Control isn’t safety. Safety is putting in the physical/mental/intellectual/emotional/spiritual work so you’re confident in your ability to address whatever comes your way and thrive, bounce back after getting knocked down.
You don’t have to have everything you want. Practice saying “no thank you” to dessert or passing on the purchase you’re considering. Benefits are plentiful: Build self-discipline (which is like a muscle) and you learn you’re really ok and often happier when you don’t indulge a “want.”
Con-men (or women) appear perfect. They are good-looking, kind, flattering, etc. Most people are good. But be careful of those who seem to be too good.
No one is ever really ready to be a parent. It’s definitely on the job training!
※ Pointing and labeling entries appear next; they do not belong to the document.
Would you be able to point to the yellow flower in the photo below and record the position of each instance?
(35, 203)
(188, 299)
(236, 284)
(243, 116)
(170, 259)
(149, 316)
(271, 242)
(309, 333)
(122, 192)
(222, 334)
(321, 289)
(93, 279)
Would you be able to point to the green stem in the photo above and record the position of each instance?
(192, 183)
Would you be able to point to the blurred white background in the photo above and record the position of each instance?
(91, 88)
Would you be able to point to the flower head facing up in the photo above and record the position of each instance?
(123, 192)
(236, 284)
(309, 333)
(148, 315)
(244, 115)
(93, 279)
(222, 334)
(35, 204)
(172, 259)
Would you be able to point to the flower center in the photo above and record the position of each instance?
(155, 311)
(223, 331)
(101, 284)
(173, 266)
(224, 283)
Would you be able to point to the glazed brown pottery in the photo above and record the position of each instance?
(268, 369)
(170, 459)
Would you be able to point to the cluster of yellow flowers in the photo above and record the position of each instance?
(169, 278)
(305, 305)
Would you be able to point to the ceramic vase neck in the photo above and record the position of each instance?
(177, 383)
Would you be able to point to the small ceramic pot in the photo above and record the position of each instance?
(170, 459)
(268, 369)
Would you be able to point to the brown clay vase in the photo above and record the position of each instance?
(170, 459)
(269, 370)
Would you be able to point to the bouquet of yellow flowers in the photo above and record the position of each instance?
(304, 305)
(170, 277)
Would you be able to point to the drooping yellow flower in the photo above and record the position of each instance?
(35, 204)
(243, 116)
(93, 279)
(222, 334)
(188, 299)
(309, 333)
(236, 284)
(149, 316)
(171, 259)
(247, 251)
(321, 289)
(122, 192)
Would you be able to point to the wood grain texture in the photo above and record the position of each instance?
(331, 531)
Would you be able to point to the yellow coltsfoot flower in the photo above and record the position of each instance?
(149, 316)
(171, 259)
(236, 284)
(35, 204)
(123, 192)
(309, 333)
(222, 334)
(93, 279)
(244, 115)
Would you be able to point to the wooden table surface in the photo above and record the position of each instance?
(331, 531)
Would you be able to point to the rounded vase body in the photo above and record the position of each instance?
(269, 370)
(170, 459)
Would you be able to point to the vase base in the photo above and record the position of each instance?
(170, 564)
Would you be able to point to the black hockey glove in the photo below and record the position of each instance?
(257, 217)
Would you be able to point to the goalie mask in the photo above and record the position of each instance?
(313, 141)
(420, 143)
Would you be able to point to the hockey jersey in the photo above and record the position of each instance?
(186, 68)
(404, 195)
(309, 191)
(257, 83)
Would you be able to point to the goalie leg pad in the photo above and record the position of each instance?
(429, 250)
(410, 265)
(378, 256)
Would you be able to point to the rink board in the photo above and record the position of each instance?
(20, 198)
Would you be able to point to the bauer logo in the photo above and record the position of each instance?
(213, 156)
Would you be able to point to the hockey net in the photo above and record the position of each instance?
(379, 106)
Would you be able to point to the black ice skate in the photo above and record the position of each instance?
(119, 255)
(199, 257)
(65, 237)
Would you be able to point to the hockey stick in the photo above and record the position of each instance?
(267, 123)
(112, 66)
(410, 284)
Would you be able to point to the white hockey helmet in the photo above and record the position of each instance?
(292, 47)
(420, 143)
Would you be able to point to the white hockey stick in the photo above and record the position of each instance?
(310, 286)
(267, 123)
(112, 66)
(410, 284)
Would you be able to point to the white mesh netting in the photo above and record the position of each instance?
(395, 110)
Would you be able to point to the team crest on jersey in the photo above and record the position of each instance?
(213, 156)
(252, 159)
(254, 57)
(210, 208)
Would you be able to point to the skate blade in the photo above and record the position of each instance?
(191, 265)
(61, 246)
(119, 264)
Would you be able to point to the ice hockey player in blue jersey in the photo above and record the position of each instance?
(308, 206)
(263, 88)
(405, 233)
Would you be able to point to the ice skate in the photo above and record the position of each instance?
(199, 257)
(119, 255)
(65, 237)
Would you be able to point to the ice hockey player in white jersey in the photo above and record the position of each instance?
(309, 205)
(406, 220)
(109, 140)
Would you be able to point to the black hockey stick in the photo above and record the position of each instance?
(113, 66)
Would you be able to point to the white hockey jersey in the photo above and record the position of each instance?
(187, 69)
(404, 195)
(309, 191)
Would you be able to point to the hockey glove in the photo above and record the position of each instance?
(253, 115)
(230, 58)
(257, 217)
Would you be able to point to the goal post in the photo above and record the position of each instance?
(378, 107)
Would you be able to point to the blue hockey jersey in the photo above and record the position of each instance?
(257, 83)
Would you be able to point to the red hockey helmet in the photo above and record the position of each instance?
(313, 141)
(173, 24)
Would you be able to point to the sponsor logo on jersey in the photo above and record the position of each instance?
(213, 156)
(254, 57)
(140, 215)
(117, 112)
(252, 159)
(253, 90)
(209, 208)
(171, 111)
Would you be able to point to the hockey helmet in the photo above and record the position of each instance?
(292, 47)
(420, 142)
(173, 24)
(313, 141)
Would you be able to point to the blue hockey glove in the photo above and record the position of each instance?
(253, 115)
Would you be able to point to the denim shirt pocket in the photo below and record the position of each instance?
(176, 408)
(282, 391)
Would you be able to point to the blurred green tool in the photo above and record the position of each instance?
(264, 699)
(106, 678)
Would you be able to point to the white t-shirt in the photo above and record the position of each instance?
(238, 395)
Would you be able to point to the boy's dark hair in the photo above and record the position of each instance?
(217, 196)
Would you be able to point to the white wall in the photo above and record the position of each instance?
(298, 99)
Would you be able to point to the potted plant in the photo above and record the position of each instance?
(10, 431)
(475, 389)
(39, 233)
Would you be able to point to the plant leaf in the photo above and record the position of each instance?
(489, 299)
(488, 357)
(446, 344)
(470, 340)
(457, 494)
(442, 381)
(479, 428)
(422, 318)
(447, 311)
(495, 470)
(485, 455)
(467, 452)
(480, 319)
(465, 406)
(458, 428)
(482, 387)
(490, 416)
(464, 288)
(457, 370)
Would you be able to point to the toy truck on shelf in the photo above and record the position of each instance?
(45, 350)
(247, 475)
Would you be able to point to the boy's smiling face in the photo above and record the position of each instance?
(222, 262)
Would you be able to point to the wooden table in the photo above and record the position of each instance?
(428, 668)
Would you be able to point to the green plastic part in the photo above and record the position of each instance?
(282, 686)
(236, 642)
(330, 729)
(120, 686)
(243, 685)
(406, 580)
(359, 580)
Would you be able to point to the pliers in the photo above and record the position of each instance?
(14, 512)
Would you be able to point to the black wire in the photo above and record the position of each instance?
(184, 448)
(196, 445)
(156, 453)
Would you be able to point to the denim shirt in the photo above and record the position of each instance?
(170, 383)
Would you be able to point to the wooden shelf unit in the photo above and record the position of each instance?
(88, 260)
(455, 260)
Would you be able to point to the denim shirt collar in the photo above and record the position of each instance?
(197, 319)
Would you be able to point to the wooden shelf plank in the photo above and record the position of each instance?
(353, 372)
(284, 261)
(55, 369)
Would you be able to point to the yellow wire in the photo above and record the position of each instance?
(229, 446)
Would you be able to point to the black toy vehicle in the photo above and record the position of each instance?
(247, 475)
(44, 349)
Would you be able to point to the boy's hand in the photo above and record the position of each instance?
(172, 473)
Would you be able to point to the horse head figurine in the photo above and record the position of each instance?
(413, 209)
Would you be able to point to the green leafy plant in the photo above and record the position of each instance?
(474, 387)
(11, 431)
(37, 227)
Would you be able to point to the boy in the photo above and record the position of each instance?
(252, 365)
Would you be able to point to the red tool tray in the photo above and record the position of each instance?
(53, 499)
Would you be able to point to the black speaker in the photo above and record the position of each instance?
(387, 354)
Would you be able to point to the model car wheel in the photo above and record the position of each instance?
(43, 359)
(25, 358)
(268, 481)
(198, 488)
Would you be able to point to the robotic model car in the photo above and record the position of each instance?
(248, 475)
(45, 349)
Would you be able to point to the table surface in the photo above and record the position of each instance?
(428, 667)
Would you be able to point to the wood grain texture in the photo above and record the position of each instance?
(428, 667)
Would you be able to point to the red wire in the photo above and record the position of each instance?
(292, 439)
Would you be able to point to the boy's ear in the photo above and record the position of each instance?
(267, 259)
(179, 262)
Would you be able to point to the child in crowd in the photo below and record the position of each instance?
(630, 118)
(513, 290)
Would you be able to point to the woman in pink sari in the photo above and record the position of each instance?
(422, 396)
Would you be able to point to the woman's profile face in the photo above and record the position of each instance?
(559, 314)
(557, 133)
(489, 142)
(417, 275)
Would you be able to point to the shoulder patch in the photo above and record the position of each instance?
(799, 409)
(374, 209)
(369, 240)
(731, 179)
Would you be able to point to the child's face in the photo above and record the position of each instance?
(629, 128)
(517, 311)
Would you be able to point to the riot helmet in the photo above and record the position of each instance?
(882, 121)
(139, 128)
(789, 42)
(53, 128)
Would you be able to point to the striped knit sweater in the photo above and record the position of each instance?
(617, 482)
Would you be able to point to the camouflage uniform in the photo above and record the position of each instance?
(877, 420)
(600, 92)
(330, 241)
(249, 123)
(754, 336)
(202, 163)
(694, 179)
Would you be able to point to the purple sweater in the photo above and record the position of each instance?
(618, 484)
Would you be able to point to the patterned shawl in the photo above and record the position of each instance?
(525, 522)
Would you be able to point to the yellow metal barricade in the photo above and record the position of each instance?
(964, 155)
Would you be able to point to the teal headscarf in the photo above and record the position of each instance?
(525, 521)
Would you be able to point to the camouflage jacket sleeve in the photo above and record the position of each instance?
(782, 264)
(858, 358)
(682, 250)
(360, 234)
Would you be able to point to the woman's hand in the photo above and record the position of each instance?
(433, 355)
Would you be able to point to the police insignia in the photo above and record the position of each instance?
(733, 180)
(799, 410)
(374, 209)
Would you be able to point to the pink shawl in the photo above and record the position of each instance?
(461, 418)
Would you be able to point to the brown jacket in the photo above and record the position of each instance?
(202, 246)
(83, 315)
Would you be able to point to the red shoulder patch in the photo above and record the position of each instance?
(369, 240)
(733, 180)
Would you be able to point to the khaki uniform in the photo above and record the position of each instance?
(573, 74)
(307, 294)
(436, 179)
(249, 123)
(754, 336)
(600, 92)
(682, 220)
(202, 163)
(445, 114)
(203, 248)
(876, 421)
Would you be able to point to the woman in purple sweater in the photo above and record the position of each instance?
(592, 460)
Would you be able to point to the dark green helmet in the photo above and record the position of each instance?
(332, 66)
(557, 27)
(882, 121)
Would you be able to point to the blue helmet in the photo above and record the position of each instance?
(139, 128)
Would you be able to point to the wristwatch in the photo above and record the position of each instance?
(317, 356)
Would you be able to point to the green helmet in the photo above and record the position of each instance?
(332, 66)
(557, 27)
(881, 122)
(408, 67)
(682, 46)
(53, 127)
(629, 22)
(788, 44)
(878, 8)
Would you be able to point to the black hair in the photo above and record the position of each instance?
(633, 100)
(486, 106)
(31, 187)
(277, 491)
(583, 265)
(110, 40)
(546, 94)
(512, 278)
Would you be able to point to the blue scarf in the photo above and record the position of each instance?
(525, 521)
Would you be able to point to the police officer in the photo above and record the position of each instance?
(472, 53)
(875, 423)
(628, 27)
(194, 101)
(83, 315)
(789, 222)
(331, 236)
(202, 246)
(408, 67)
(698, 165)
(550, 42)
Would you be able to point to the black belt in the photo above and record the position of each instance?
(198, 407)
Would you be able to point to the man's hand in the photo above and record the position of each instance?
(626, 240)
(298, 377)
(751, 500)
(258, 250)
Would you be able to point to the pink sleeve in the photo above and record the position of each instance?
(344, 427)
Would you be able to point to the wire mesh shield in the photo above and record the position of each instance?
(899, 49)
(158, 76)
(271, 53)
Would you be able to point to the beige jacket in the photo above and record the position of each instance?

But I’ll say this: If you’re prepared to put your family’s needs before your own, you’re as ready as anyone can be.
Soothe a newborn: Swaddle , shushing noise, swing, side/stomach position, suck on a binkie. Read The Happiest Baby on the Block by Dr. Harvey Karp (or watch the video.) It' a life-saver.
“You don’t emerge from $@!#% empty-handed” a friend once told me. Even the worst periods of your life will bring gifts. Be thankful for those gifts, and enjoy them.
Sometimes I think the best way to take care of them is to teach them to take care of others: Littler kids, sick or disabled, those who’ve been left out.
Do what makes you happy. But what if you’re not sure what that might be? If you’re at a crossroads and you don’t know where you *want* to go, just go where you’re *needed.* That’s a good first step. Trust the Lord to take it from there.
Sit down together and write house rules on anger. We don’t hit or bite. Do we yell and slam doors? Name-call? Say “I don’t love you” ? Bad words? What’s appropriate anger and what’s unacceptable?
You can get into big trouble (with school and the law) even by fake / joke threats of violence (bomb threat, etc.)
No jokes or pranks that have anything to do with violence.